Staffordshire Treatment and Recovery Service has signed up to a new Hepatitis C Action Plan to mark World Hepatitis Day on 28th July.
The action plan aims to further increase testing for Hepatitis C, ensuring specialist pathways and onsite treatment for the virus.
Emily Todd, Director at the Staffordshire drug and alcohol recovery service, said: “We know that Hepatitis C is most commonly spread through blood-to-blood contact, such as sharing needles.
We are fully behind this plan because it will be of real benefit for the lives of the people who use our service across the county.”
The plan by Humankind, which is the lead partner in STARS, is in response to a recent government report, which stated that across the country, people are not getting access to needle and syringe services as they should. The charity has said there should be “no closed doors” in any of its services.

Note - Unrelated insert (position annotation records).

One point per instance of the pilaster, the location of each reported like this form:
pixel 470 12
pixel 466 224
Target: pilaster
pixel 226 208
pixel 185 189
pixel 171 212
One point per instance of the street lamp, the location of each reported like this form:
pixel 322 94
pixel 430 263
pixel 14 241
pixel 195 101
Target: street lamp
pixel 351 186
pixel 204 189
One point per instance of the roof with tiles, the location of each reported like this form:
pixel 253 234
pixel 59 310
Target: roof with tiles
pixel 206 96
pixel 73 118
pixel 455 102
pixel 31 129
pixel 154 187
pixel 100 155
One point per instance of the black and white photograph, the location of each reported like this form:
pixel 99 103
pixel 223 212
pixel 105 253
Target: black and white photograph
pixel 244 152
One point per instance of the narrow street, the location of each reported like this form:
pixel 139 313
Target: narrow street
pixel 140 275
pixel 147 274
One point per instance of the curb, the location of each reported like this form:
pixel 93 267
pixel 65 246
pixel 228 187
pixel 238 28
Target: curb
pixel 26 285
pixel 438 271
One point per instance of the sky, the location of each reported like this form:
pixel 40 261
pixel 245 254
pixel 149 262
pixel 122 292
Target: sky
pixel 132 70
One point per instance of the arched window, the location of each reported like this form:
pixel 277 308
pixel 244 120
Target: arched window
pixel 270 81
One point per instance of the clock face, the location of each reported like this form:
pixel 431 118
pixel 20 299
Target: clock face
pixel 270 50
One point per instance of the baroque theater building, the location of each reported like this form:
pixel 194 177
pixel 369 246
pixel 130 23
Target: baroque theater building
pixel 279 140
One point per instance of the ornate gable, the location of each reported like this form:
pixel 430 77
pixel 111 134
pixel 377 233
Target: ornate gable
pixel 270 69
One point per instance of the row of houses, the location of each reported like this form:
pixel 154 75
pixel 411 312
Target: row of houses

Among a list of pledges set out in the plan, the organisation states it will
- Invest in staff to increase testing rates and re-testing rates of people at risk
- invest in training for staff to ensure we have a skilled workforce
- allow time for data inputting
- ensure testing provision is across the whole treatment system
- reach out to people not registered with its services
- commit to listening to what people who use its services say on how best to tackle the issue.
Meanwhile, STARS is joining a national campaign to raise awareness of Hepatitis C and the fact it can now be cured by a simple course of tablets.
On World Hepatitis Day, the organisation, along with a range of other charities, NHS Trusts and the Hep C Trust are backing the Hep C U Later campaign online and within its services.
Emily said: “Our message is that this virus can be treated and can actually be cured easily!
“It’s not like the old treatment which lasted for months and sometimes had side effects. The success rate for this short course of tablets is much higher and it’s unlikely you’ll feel ill.”